If there’s one thing I know about busy weeknights, it’s this: dinner needs to be fast, filling, and freaking delicious. And that’s exactly why I’m head-over-heels for this Thai Quinoa Salad.
Packed with flavor, crunch, and color, this is not your average sad desk lunch. It’s got the comforting nuttiness of peanut sauce, the zing of fresh ginger, and a rainbow of veggies that actually taste as good as they look.
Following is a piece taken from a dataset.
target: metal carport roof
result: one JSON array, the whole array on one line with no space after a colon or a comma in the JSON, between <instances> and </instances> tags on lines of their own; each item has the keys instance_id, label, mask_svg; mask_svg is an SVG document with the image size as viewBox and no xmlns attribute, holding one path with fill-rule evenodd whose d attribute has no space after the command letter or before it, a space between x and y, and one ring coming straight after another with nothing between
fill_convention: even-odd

Bonus? This is a high-protein Thai quinoa salad that keeps you full without weighing you down.
Whether you’re meal prepping for the week, throwing together a last-minute potluck dish, or just craving something vibrant and feel-good, this salad brings the magic every single time.
Table of Contents
Why You’ll Love This Thai Quinoa Salad
Let’s be real: quinoa can sometimes feel… boring. But not here. This Thai Quinoa Salad is a total glow-up.
- Protein-packed & satisfying – Thanks to quinoa and edamame, it’s filling enough to keep you away from the cookie stash by 3 PM.
- So much color – Red cabbage, carrots, bell pepper… it’s basically a salad and a mood booster in one.
- That creamy peanut dressing – IYKYK. It’s like liquid gold.
- Quick to make – You can whip it up in 30 minutes, and the leftovers are even better the next day.
- Vegetarian and easy to make vegan – Just sub maple syrup for honey and boom—plant-powered perfection.
Ingredients You’ll Need
Here’s what goes into this crunchy, creamy, flavor-packed bowl of joy:
For the Salad:
- ¾ cup quinoa, uncooked (makes ~2+ cups cooked)
- 1 cup red cabbage, shredded (heaping is totally allowed)
- 1 red bell pepper, diced
- ¼ cup red onion, chopped
- 1 cup carrots, shredded
- 1 cup edamame, shelled (buy them frozen and toss into boiling water for a minute or two!)
- ½ cup fresh cilantro, chopped
- 2 green onions, chopped
- ½ cup cashews, halved
For the Dressing:
- ¼ cup creamy peanut butter (crunchy or smooth, live your truth)
- 2 tsp freshly grated ginger
- 3 Tbsp low-sodium soy sauce
- 1 Tbsp honey (or maple syrup for vegan)
- 1 Tbsp red wine vinegar
- 1 tsp sesame oil
- 1 tsp olive oil
- 1 tsp Sriracha (or more if you like it hot)
- Water to thin as needed
How to Make Thai Quinoa Salad
Step 1: Cook the Quinoa
Follow the directions on your quinoa package. Let it cool—warm quinoa can wilt your veggies, and not in a cute way.
Pro tip: Cook your quinoa in veggie broth instead of water for an extra layer of flavor.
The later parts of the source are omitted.